裴厌自然点了头,砍竹子费一点力气而已。
剁几片菜叶不用两个人,顾兰时出来后看见西屋半掩的门,上次过来贴€€字是贴在窗外的,没有进去过,他还不知道那边有什么,就推门进去了,西屋空荡荡的,只有一个土炕,看着许久没用过了。
他和裴厌只有两个人,这个屋子确实用不到。
这边院子和屋子没有他家大,不过该有的都有,外面院里柴房和杂屋齐全,不过都是茅草覆顶,他家柴房和杂屋原先也是茅草顶,后来他爹换成了瓦片。

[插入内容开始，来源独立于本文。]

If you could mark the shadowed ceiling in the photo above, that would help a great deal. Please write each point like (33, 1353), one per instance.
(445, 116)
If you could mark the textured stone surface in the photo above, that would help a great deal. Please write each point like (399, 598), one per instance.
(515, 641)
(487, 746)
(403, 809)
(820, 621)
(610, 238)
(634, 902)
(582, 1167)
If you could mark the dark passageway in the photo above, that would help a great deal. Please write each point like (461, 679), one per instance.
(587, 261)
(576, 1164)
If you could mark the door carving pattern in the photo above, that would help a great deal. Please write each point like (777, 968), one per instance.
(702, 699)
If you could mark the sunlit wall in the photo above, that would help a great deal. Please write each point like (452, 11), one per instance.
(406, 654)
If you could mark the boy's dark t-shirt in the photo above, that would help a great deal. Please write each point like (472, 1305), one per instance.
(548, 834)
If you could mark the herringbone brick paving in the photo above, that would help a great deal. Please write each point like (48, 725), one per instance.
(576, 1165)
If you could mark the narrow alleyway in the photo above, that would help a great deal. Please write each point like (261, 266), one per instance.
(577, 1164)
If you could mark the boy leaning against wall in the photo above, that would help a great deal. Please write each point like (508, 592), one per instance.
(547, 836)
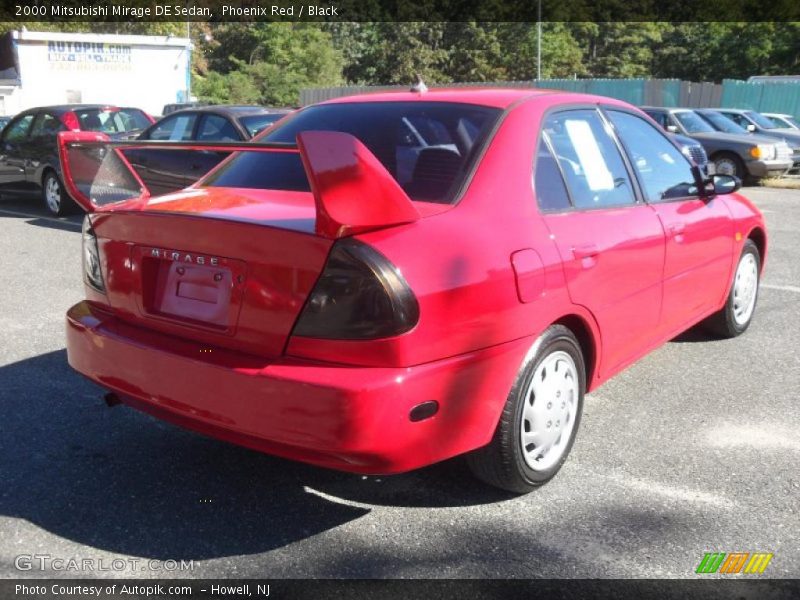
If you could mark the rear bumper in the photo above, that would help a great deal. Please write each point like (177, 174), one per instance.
(349, 418)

茅草只要够厚捆扎够多,几乎不会漏雨,可时日一长,风吹日晒再加雨打雪压,难免会慢慢腐朽缺失,几年就得换一次,若不及时,很有可能漏风漏雨,柴房还好,主要杂屋会放米面粮食这些,还有晒干的菜和山货,若淋湿发潮了,实在不妥当。
他抬头看一眼西屋顶,里头能看清的就是房梁和木头,有的地方能看到椽子,再往上估计就是竹片板和泥浆一些东西,要不然只用瓦片的话不够结实。
他走到院里往屋顶上看,这三间瓦房看起来都挺结实,以后口粮和山货还是放在西屋好。
“看什么?”裴厌剁好菜叶,没别的东西盛,他端起木板打算倒进竹筐让鸡鸭吃。
顾兰时开口道:“没什么,想起杂屋里放的米面,那边是茅草,不如瓦屋好,正好西边不用,是不是放在西边?”
听他说完,裴厌下意识看一眼杂屋顶,视线转过来又落在瓦片顶上,点着头说:“好,等下就挪过去。”
顾兰时跟着他走,看他把菜叶倒进筐子,十二只鸡鸭争先恐后抢着吃,有的还踩着其他雏仔往里头挤。
“外头茅草厚实,你铺过了?”顾兰时想着话说。
“嗯,去年换的。”裴厌拍拍木板,让菜叶都落下去。
“我记得之前这边都荒了,没想到还有三间瓦屋。”顾兰时又跟着他往院子走,没话也要找话说,不然也太冷清了。
裴厌将木板靠在柴房外墙上,一转身就看见他跟在后面。
小鸡鸭子爱追人,要是没有老鸡母鸭的话,就一直找人追撵,这也是他没把鸡鸭放出来的缘由,都太小了,一旦在脚边乱窜,不小心踩到肯定活不成。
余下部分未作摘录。